Laurent Mauduit : Une part de subjectivité, comme vous dites, qui est un peu inattendue pour un « Que sais-je ? »…
Daniel Bensaïd : Les responsables de la collection veulent la rénover en cherchant un équilibre entre un dossier documenté et un point de vue d’auteur. Dans son « Que sais-je ? » récent sur le communisme, Alexandre Adler affiche ainsi une subjectivité beaucoup plus débridée que la mienne.
Laurent Mauduit : En France, deux courants, le gaullisme et le trotskisme, se définissent en relation avec un homme qui a joué un rôle fort dans l’histoire. N’y voyez-vous pas la preuve – c’est au moins ce que corroborent beaucoup de ces livres – que le trotskisme se définit plus comme une posture que comme une référence programmatique ?
Daniel Bensaïd : Vous voulez me faire dire qu’il existe un « trotskisme culturel » au-delà des appartenances partisanes et des engagements programmatiques. Je ne dirai pas le contraire. J’espère que, du trotskisme, du combat passé et présent de ceux et celles qui s’en revendiquent, il restera surtout la volonté irréductible de changer le monde. Mais il reste cela aussi, qui n’est pas rien – comment dire ? – : une sorte d’intelligence critique du monde. C’est explicable. Communistes antistaliniens, les trotskistes ont constitué une minorité persécutée née des grandes défaites du siècle passé. Une minorité qui a eu le courage d’aller à contre-courant de l’arrogance des vainqueurs.
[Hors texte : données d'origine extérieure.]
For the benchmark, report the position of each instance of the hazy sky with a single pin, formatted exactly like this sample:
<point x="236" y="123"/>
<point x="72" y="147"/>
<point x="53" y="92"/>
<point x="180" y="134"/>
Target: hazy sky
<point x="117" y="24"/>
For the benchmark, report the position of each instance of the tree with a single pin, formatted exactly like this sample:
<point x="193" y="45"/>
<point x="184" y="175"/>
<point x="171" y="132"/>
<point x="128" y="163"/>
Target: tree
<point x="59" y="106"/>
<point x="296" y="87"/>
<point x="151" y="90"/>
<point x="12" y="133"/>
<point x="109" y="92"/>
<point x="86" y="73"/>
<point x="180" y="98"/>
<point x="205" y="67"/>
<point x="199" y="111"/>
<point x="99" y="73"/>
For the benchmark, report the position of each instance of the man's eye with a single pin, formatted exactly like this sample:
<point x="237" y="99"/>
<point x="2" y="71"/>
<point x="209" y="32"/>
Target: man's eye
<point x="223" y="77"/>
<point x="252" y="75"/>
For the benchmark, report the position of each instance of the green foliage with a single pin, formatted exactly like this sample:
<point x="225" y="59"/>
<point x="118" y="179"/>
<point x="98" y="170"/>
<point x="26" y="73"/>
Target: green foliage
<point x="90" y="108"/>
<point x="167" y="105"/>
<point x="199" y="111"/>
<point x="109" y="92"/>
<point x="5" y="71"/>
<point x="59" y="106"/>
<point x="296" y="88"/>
Cette situation à rebrousse-poil a sélectionné des individus en conflit avec l’ordre établi et ses conformismes. Il n’est donc pas surprenant que nombre d’anciens militants se soient reconvertis dans le travail journalistique, culturel ou universitaire sans renoncer à la culture commune qui les a formés : à la différence des staliniens, leur univers de pensée ne s’est pas effondré. Dans son rapport à l’actualité, Trotski, lui-même, avait d’ailleurs une haute idée de ce que devrait être un journalisme informé et cultivé.